Spotify has been slapped on the wrist by Swedisch authorities for violating GPDR regulations. The long-awaited decision highlights the challenges faced by European users in protecting their data. Privacy rights organisation noyb made the accusation over four years ago, which claimed that Spotify failed to provide sufficient information in response to a subject access request.
The complaint alleged that Spotify did not disclose all the personal data requested, failed to provide details on processing purposes and recipients, and neglected to mention international transfers.

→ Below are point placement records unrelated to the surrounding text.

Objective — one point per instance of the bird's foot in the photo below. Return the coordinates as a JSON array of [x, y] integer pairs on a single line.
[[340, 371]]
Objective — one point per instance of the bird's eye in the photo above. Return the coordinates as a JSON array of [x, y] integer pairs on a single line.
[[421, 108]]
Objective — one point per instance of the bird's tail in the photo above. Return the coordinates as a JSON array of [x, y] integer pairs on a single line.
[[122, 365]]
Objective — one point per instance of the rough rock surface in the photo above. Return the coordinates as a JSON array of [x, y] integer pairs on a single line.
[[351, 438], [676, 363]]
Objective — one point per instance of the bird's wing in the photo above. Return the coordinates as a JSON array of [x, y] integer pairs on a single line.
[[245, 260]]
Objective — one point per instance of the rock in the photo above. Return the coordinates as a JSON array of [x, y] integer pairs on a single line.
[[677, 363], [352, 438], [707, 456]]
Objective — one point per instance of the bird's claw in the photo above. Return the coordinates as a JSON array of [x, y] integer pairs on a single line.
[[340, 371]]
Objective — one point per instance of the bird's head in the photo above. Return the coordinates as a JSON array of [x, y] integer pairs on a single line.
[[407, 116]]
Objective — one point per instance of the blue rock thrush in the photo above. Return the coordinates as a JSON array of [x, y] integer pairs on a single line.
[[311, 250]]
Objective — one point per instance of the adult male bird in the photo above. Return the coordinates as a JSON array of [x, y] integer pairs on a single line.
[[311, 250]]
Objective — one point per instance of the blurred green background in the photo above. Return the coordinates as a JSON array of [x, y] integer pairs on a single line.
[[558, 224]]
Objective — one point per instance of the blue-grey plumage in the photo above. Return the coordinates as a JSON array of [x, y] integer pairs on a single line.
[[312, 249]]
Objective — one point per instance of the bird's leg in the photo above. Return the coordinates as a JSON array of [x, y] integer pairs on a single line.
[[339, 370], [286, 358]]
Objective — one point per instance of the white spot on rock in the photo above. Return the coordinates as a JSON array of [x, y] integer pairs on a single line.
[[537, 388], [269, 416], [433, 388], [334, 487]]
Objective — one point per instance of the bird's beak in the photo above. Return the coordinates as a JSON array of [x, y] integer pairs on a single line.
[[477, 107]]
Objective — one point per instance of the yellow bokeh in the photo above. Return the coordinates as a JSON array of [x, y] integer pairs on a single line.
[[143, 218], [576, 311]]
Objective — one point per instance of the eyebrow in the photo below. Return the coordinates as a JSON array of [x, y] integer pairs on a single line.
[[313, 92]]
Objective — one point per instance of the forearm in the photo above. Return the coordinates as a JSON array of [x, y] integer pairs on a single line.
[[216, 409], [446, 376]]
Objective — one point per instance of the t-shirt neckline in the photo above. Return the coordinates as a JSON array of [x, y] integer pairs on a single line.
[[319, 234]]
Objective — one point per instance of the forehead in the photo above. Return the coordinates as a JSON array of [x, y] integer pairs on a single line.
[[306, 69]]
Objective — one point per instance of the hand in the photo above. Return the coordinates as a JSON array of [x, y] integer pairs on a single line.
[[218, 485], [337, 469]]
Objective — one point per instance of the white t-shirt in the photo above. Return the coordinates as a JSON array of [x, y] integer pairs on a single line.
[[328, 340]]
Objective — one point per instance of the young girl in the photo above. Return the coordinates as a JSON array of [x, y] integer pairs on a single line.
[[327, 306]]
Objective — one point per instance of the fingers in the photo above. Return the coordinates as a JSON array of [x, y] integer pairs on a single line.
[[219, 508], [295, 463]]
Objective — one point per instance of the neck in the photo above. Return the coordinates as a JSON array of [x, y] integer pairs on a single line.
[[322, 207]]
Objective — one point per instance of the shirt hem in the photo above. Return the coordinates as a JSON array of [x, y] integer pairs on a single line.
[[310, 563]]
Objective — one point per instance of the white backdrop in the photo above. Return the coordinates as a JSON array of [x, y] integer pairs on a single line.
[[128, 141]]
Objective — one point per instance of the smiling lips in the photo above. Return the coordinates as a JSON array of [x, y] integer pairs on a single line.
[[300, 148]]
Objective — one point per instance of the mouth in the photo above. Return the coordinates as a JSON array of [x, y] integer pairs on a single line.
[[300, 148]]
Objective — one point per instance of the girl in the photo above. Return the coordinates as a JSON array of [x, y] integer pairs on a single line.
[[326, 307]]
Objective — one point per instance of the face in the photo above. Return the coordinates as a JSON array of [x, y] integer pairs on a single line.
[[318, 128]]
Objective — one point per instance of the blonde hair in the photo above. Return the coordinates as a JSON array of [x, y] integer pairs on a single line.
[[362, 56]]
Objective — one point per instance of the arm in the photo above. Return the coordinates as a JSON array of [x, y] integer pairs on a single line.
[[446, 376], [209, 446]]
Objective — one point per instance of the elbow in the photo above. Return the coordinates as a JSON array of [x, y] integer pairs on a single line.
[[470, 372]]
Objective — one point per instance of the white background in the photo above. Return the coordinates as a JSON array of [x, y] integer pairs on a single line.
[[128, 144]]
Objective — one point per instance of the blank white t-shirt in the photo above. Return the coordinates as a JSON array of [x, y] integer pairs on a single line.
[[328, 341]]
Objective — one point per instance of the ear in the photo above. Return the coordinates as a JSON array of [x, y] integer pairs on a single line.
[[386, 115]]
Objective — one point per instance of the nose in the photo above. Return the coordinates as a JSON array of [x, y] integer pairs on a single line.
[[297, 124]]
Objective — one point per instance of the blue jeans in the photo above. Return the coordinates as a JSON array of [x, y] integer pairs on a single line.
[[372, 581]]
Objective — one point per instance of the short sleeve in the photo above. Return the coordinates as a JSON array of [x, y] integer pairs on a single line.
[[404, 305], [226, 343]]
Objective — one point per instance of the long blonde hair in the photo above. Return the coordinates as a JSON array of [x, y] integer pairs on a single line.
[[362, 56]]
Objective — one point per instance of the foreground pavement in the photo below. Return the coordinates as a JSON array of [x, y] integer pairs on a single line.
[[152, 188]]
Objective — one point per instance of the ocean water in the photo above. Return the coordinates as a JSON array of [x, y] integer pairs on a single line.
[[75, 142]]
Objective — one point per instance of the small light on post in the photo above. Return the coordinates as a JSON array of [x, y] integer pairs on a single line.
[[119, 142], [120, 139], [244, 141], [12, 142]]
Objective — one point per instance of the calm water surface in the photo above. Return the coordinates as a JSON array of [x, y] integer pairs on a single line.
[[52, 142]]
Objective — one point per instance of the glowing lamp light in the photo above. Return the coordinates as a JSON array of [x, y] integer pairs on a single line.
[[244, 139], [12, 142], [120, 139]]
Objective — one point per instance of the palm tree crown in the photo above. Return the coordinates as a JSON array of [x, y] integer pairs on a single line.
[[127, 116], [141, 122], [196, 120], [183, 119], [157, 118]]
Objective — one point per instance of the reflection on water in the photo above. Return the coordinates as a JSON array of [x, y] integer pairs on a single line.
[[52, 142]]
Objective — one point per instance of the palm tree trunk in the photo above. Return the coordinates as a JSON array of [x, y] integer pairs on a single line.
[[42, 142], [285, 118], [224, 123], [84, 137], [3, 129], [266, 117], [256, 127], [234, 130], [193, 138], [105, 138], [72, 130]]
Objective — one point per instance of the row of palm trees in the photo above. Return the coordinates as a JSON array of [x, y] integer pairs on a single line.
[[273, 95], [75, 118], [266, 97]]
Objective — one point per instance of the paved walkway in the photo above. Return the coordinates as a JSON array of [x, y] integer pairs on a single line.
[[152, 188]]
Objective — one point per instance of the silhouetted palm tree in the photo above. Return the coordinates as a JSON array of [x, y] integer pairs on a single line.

The complaint was initially filed in Austria but was redirected to Sweden due to the GDPR’s one-stop-shop mechanism. The case remained unresolved for years as the Swedish authority conducted a separate investigation, despite the GDPR’s requirement for timely responses.
noyb steps in
noyb took the Swedish data protection authority to court and obtained a ruling last year that complainants have the right to request a decision after six months.
Although the case is ongoing, the administrative court’s decision compelled the authority to process the complaint. The Swedish authority has ordered Spotify to provide the complete dataset, but noyb is reserving judgment until they review the decision.
Privacy lawyer Stefano Rossetti expressed satisfaction now that the move has taken place, emphasizing users’ right to access information about their processed data. However, he criticized the lengthy process and called for faster procedures.
We could see changes going forward
Spotify responded by stating that it provides all users with comprehensive information on data processing, although they plan to appeal the decision. The enforcement of the GDPR remains inconsistent across national authorities, resulting in variable outcomes.
The complaint against Spotify was part of a broader strategy by noyb to test compliance with data access rights among music and video platforms. While it is still under consideration if there has been significant improvement in the enforcement of data access rights, the progress in Spotify’s case may inspire reform.
However, half of the complaints filed by noyb are still awaiting responses from relevant DPAs. We can expect updates in Flimmit and Netflix cases, as procedural changes and draft decisions remain pending.